Example 2: CDK4 Modification Profiles Vary in Breast Tumors and are to Some Extent Associated with the Molecular Subtype of the Breast Tumor

The 2D gel electrophoresis assay was adapted to tumor samples to show that modified and native CDK4 can be extracted from 5 to 7 tumor samples cryosections (7 μm thickness) in urea buffer.

The same three main forms of CDK4 as those resolved in samples of breast cancer cell lines were also detected in tumor or normal breast samples (FIG. 6). The most acidic CDK4 form detected in breast tumor samples was identified as phosphorylated CDK4 using a T172-phosphospecific CDK4 antibody.

The relative abundances of the different CDK4 forms were compared in samples extracted from normal breast obtained from mammary reduction and from an exploratory cohort of 19 breast tumors for which the clinical records and microarray data were accessible (Dedeurwaerder et al., 2011, EMBO Mol Med, 3, 726-41). Three types of profiles were consistently observed in this cohort (FIG. 6). In normal breast as in most PD0332991-insensitive breast cancer cell lines, only the basic unmodified form 1 and the unidentified CDK4 form 2 were detected (FIG. 6, upper panel). Surprisingly, in 4 tumors, the same profile (referred to herein as CDK4 modification profile 1) was observed despite a high proliferation index. In another subset of 9 tumors, also characterized with a high proliferation rate, a CDK4 modification profile (referred to herein as CDK4 modification profile 2) was observed similar to the sensitive breast cancer cells lines. In this second profile, both the phosphorylated form 3 and unidentified CDK4 form 2 were detected but the phosphorylated form was fairly abundant, and reached at least 90% of the intensity of the intermediate form. Finally, in a third group of 6 tumors, the phosphorylated form was also detected but in contrast to breast cancer cell lines, its abundance was much lower than the one of the unidentified CDK4 form 2 (referred to herein as CDK4 modification profile 3).

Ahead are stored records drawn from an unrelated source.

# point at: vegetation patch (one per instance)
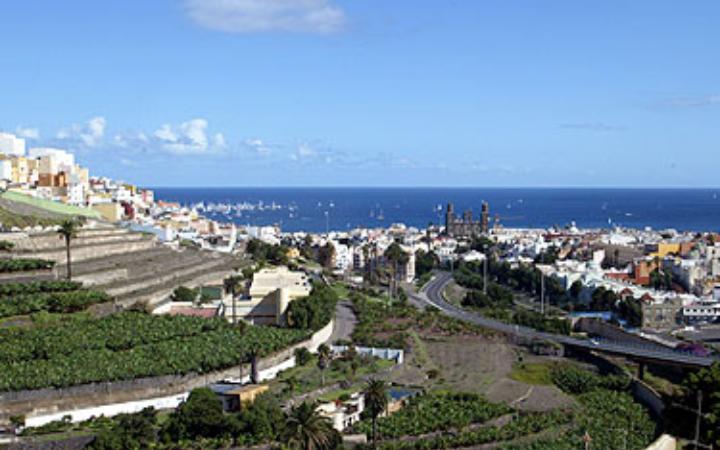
(129, 345)
(54, 302)
(24, 265)
(532, 373)
(436, 412)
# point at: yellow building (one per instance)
(270, 293)
(20, 169)
(236, 397)
(665, 248)
(110, 211)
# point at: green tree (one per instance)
(705, 383)
(395, 257)
(129, 431)
(302, 356)
(306, 429)
(326, 255)
(264, 420)
(201, 415)
(324, 354)
(425, 262)
(376, 400)
(68, 231)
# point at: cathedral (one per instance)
(466, 226)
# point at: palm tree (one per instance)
(396, 256)
(306, 429)
(375, 394)
(68, 230)
(323, 360)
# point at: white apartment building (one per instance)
(11, 145)
(6, 170)
(343, 256)
(52, 160)
(270, 293)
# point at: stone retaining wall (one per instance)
(48, 401)
(80, 253)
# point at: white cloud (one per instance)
(305, 151)
(257, 16)
(189, 137)
(165, 133)
(89, 135)
(259, 146)
(27, 133)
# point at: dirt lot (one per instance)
(476, 364)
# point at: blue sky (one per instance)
(369, 92)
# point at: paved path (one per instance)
(432, 295)
(345, 321)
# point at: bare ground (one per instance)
(477, 364)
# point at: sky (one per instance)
(369, 92)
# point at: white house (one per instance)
(11, 145)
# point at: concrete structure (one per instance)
(701, 312)
(343, 414)
(11, 145)
(6, 170)
(466, 226)
(236, 396)
(269, 295)
(110, 211)
(662, 315)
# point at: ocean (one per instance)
(318, 209)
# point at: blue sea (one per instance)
(318, 209)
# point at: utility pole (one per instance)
(234, 307)
(542, 292)
(698, 417)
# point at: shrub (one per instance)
(302, 356)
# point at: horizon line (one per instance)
(436, 187)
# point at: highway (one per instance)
(432, 295)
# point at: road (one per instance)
(432, 295)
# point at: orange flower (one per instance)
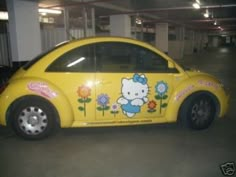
(84, 91)
(152, 104)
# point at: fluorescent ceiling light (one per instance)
(196, 5)
(76, 62)
(206, 15)
(3, 15)
(138, 21)
(50, 11)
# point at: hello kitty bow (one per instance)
(140, 78)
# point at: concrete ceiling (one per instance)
(175, 12)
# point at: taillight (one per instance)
(3, 87)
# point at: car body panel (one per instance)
(97, 99)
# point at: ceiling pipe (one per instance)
(153, 10)
(77, 3)
(211, 20)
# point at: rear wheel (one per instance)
(33, 118)
(198, 111)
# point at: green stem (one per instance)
(160, 104)
(84, 108)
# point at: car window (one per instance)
(40, 56)
(80, 59)
(125, 57)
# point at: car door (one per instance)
(74, 73)
(134, 83)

To confirm these observations, 31 new tumors were analyzed from the Jules Bordet Institute grouped in a confirmatory set (7 HER2+, 5 Luminal A, 9 Luminal B and 10 triple negative tumors). The three types of profiles were also observed in this set (7 profiles 1, 12 profiles 2 and 12 profiles 3). The molecular subtype of each tumor of the two cohorts was defined based both on their immunohistochemical and published gene expression profiles. Chi-square test run on the merged cohorts excluded that the CDK4 modification profile could be unrelated to molecular subtype (p value=0.0002). The samples with profile 1 devoid of phosphorylated CDK4 despite high proliferation index were more frequent among basal-like but also present in present in some Luminal B tumors (FIG. 7). The second profile (profile 2) with preponderant phosphorylated CDK4 was the most frequent profile among HER2+ tumors but was also present among basal-like and Luminal B tumors (FIG. 7). The third profile (profile 3) was most frequent in Luminal A tumors but also present in a few Luminal B tumors (FIG. 7). CDK4 modification profiles were also analyzed in 6 non-inflammatory breast cancer samples obtained from an independent cohort of breast tumors analyzed at the University of Antwerp (E-MTAB1006). These samples did not include any basal-like or triple negative tumors and, consistently, no profile 1 was observed. Two of the samples (one Luminal A and one Luminal B as defined by the GENEFU package) displayed a type 2 profile while the remaining displayed a type 3 profile (FIG. 7).

Determination of CDK4 modification profile 1, 2 or 3 was performed by quantifications of the spot3/spot2 ratio. In brief, Image J was used to quantify the volumes of spot 2 and spot 3 corresponding to the two main modified forms of CDK4 from 16 bit scans of the 2D gel electrophoresis Western blot autoradiography. A circle selection matching the largest spot was created to measure the volume of the two spots and to quantify the background from an area without detectable signal. The background-subtracted volume ratio (spot3/spot2) was considered to define the type of CDK4 modification profile. A profile 1 was attributed to the tumor when this ratio was below 0.1. A profile 3 was attributed to the tumor if this ratio lied between 0.1 and 0.9 while a profile 2 was given in the other cases.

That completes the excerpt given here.